First let $$ A = \begin{bmatrix} a & b \\ \overline{b} & c \end{bmatrix}.$$
Since $A$ is PSD, $det(A) = ac - |b|^2 \geq 0$. So $ac \geq |b|^2$.
Now assume the hypothesis holds for all PSD matrices of size $(n-1)\times(n-1),$ and let $A$ be an arbitrary PSD matrix of size $n\times n$.
Since $A$ is PSD, it is also hermitian. So we can partition it as $$ A = \begin{bmatrix} B & y \\ y^* & a \end{bmatrix},$$
where $B$ is of size $(n-1)\times(n-1)$, $y \in \mathbb{C}^{n-1}$, and $a\in\mathbb{R}$
Consider $a_{i,i}, a_{j,j}$ and $a_{i,j}$.
If $i,j \leq n-1$, then these entries correspond to the sub matrix, $B$. $B$ is also PSD, and so the claim is true via our induction assumption. Thus we only need consider the case where $i<j = n$.
And here's where I'm stuck. if $j = n$, then the inequality we're aiming for is $a_{i,i}a_{n,n} > |a_{i,n}|^2$.
Clearly $a_{n,n} = a$, and $a_{i,n}$ is one of the entires from $y$. But it's not clear to me how these will get me the remainder of what I need. I thought about doing the determinant again, but I don't think I can get it to workout.

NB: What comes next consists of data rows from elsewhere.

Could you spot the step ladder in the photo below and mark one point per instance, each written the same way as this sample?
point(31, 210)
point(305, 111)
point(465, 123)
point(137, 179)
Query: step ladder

Any thoughts would be greatly appreciated.
Thanks in advance.
No need for induction.
I am assuming that $A$ is Hermitian.
Let $P=\begin{bmatrix} e_i & e_j \end{bmatrix}$, then $P^T AP \ge 0$. Note that $P^TAP = \begin{bmatrix} A_{ii} & A_{ij} \\ \overline{A_{ij}} & A_{jj} \end{bmatrix}$, and since $\det (P^TAP) \ge 0$, you have the desired result.